This is the building at the west end of the Odeum and of which a part of the thick columns have been reerected. The Prytaneum was the edifice where the executive council (Prytanes) ruling Ephesus had their meetings, ate their meals, received official guests and honoured them. It was also called the municipality building. The head of the executive committee was called the Prytan and was selected from among the elite families of Ephesus. He had also to be rich because he would pay for most of the expenditures relating to the city from his own budget. The Prytan's essential task was to watch over the cults in the city, to organize the ceremonies and to continue the social life of the city. Furthermore, he had to see that the sacred hearth of Hestia situated in the middle of the building was kept burning perpetually. This hearth was kept alive representing all the hearths in Ephesus.
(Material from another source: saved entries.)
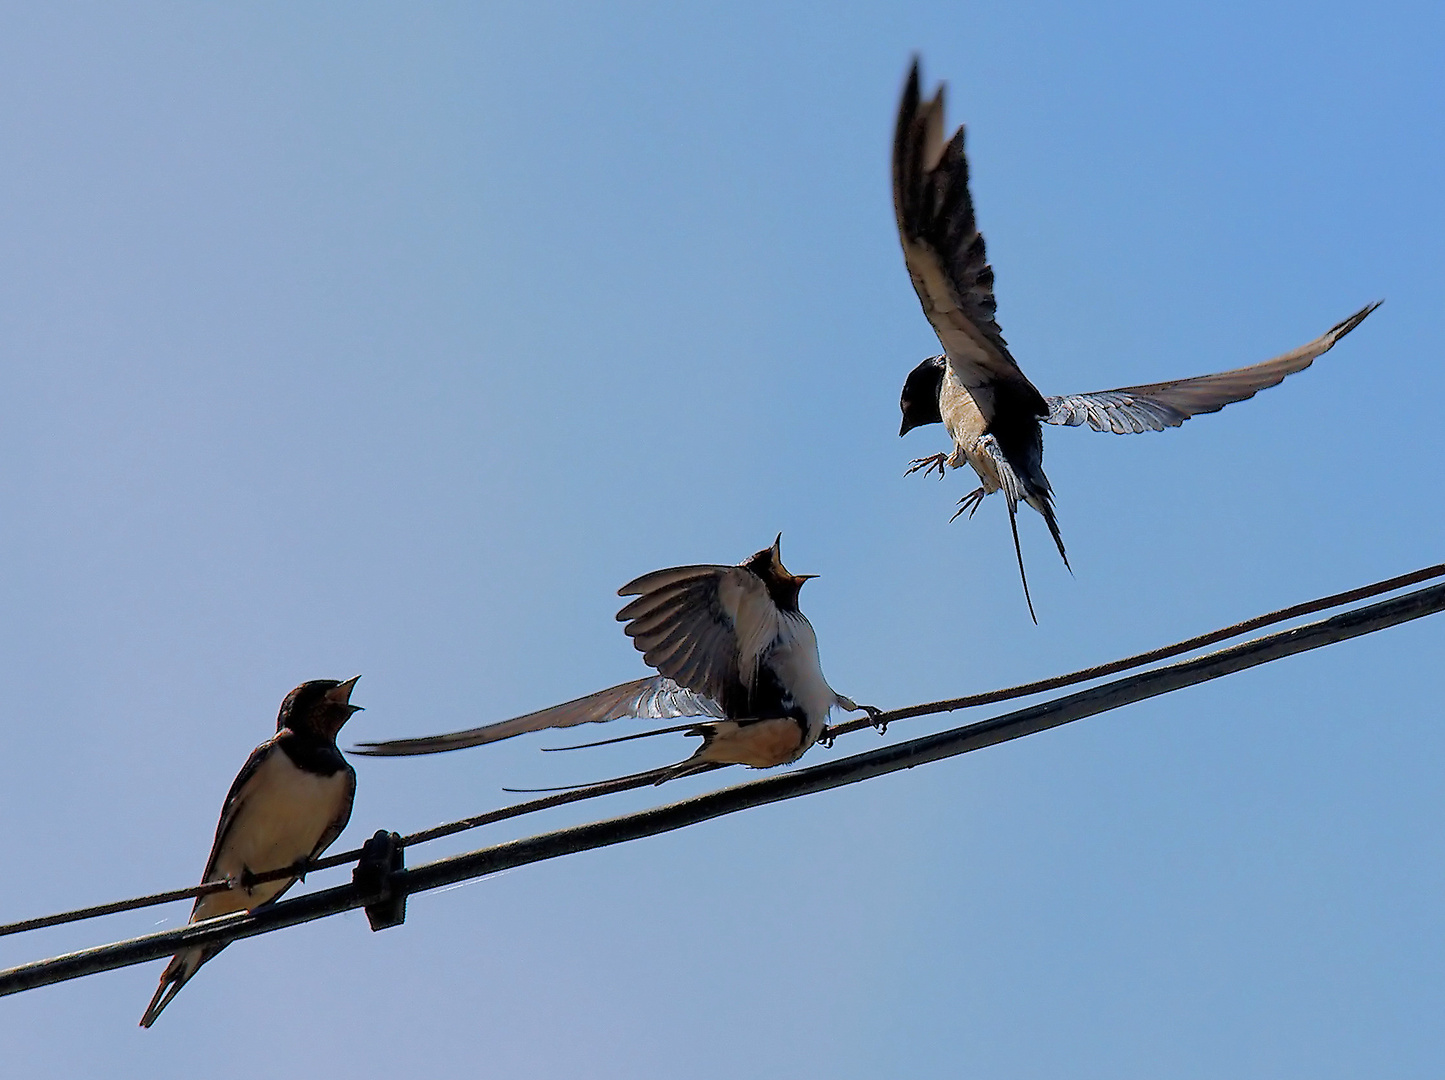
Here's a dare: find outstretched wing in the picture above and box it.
[352,677,723,757]
[1045,302,1381,434]
[893,59,1047,420]
[616,563,780,718]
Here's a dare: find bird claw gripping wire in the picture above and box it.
[863,706,889,736]
[353,830,407,932]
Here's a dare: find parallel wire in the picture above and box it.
[826,560,1445,738]
[2,576,1443,996]
[1,560,1441,942]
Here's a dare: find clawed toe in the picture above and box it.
[905,453,948,479]
[949,487,987,522]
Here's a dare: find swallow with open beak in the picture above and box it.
[893,59,1380,620]
[139,677,361,1028]
[354,537,877,783]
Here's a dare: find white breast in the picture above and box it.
[768,613,837,729]
[940,365,989,451]
[194,750,350,920]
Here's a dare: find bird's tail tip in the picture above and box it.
[138,976,181,1029]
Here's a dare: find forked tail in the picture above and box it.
[978,434,1069,623]
[139,948,207,1028]
[506,722,718,792]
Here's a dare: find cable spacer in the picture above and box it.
[352,830,406,931]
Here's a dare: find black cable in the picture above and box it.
[1,559,1439,942]
[2,577,1440,997]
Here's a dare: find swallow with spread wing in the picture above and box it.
[139,677,361,1028]
[893,59,1380,620]
[354,537,877,784]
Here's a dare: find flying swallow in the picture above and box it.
[139,677,361,1028]
[893,58,1380,619]
[354,537,876,783]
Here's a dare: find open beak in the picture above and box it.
[326,675,363,712]
[770,535,819,584]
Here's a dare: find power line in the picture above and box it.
[1,560,1441,942]
[827,560,1445,738]
[2,576,1440,998]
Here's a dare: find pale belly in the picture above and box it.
[696,718,809,768]
[939,371,999,491]
[193,752,350,921]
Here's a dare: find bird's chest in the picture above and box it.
[759,620,833,724]
[207,752,349,902]
[939,372,999,488]
[940,369,990,450]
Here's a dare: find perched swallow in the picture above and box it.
[139,677,361,1028]
[893,59,1380,619]
[355,537,876,783]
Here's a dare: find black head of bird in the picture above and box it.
[899,355,946,436]
[278,676,363,739]
[741,534,817,613]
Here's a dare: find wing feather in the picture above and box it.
[893,60,1046,418]
[618,563,774,714]
[1045,302,1380,433]
[198,739,280,883]
[351,677,722,757]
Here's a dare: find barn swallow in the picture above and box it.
[354,537,876,782]
[893,59,1380,619]
[139,677,361,1028]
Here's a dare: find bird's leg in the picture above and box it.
[818,727,836,749]
[905,453,948,479]
[950,486,987,522]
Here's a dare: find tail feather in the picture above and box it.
[980,434,1055,622]
[1026,490,1070,573]
[139,948,208,1028]
[541,721,708,752]
[1002,496,1037,624]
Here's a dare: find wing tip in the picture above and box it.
[1333,298,1383,341]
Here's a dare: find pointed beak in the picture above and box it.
[772,532,783,557]
[899,417,912,437]
[326,675,363,711]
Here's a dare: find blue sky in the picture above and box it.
[1,3,1442,1077]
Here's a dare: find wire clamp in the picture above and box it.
[353,830,406,931]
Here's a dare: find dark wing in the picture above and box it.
[198,737,281,884]
[1045,302,1381,433]
[308,763,356,860]
[351,676,722,757]
[893,59,1046,418]
[616,563,777,719]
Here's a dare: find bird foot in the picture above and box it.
[905,453,948,479]
[850,703,887,734]
[949,487,987,522]
[818,728,836,749]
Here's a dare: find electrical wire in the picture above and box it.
[1,574,1441,997]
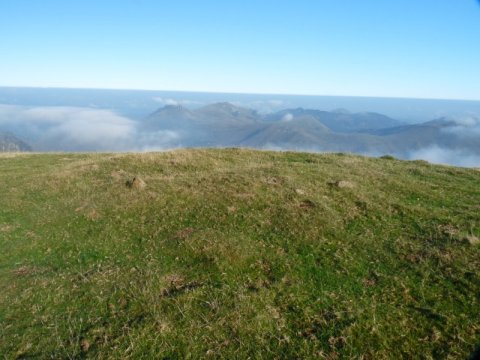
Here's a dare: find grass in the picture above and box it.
[0,148,479,359]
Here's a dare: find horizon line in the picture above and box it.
[1,85,479,103]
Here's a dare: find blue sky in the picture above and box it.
[1,0,479,100]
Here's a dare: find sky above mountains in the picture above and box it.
[1,1,480,100]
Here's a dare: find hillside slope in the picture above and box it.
[0,149,479,359]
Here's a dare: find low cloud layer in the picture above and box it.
[408,146,480,167]
[248,100,286,113]
[0,105,179,151]
[153,97,202,107]
[281,113,294,122]
[443,116,480,138]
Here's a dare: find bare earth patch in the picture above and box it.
[160,275,203,297]
[0,224,15,233]
[329,180,355,189]
[299,199,316,209]
[174,227,195,239]
[12,266,37,277]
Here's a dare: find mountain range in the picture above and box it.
[142,102,479,158]
[1,102,479,163]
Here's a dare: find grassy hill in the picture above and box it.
[1,149,479,359]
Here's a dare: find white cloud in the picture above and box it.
[281,113,294,122]
[408,146,480,167]
[248,99,286,113]
[134,130,180,151]
[451,115,479,127]
[438,116,480,141]
[0,105,179,151]
[152,97,202,106]
[267,100,285,107]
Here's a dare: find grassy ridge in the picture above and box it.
[0,149,479,359]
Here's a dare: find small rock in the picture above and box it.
[299,199,316,209]
[295,188,306,195]
[466,235,480,245]
[330,180,354,189]
[126,176,146,190]
[80,339,90,352]
[265,176,280,185]
[362,278,377,287]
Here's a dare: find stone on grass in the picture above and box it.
[466,235,480,246]
[330,180,354,189]
[126,176,146,190]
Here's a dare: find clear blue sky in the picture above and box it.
[1,0,479,100]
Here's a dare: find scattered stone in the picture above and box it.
[126,176,146,190]
[295,188,306,195]
[362,278,377,287]
[299,199,316,209]
[466,235,480,245]
[264,176,281,185]
[329,180,354,189]
[80,339,90,352]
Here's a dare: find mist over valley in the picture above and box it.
[1,87,480,167]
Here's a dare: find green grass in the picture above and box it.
[0,149,479,359]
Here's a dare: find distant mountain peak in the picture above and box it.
[197,102,259,123]
[332,108,351,114]
[202,102,247,112]
[162,104,188,111]
[151,104,193,115]
[214,101,236,108]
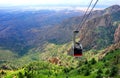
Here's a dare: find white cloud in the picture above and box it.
[0,0,84,6]
[0,0,119,6]
[97,0,120,5]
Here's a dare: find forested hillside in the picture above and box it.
[0,9,83,55]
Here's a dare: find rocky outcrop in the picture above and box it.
[89,5,120,19]
[48,57,61,65]
[104,5,120,14]
[114,24,120,43]
[78,5,120,50]
[79,14,114,50]
[98,42,120,60]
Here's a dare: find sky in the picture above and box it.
[0,0,119,10]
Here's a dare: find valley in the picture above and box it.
[0,5,120,78]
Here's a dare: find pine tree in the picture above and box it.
[109,66,118,77]
[91,58,97,64]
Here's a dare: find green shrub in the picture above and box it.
[91,58,97,64]
[97,69,103,74]
[84,60,88,64]
[84,69,90,76]
[18,72,24,78]
[109,66,118,77]
[96,73,102,78]
[105,69,110,75]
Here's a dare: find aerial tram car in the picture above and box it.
[73,30,83,57]
[72,0,98,57]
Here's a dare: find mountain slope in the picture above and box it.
[0,10,83,55]
[78,5,120,50]
[45,5,120,51]
[0,5,120,56]
[0,5,120,78]
[0,5,120,70]
[3,42,120,78]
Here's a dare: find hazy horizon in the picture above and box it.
[0,0,119,10]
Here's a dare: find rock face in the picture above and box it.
[98,42,120,60]
[104,5,120,14]
[78,5,120,50]
[48,57,61,65]
[79,14,115,50]
[114,24,120,43]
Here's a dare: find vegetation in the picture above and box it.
[0,5,120,78]
[95,26,116,49]
[1,48,119,78]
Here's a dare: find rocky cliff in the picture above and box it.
[78,5,120,50]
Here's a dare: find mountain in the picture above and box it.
[2,37,120,78]
[114,23,120,43]
[46,5,120,51]
[45,5,120,48]
[0,9,83,55]
[1,5,119,56]
[0,5,120,78]
[0,5,120,65]
[77,5,120,50]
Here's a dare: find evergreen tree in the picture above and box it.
[84,60,88,64]
[91,58,97,64]
[18,72,24,78]
[109,66,118,77]
[96,73,102,78]
[105,69,110,75]
[84,69,90,76]
[97,69,103,74]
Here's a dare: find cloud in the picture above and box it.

The square shaped area made of darker stones in the hall of the building is the place of the sacred hearth. The famous statues of Artemis on display in the Museum of Ephesus were found buried in the Prytaneum. It is understood that at the time of the Iconoclasts the Prytaneum was destroyed but that the destroyers did not dare touch the statues of Artemis.
The Prytaneum, with its façade of six thick columns, had the aspect of a Doric temple. There were double columns in the corners of the main hall in the middle of which stood the sacred hearth. The surrounding buildings served the functions of the Prytaneum.
The inscriptions on the columns are the lists of names of the Curetés. The order of priests called the Curetés who were formerly in the temple of Artemis were later given a place in the Prytaneum.
The Prytaneum was built in the 1st century BC. Restoration is going on at present.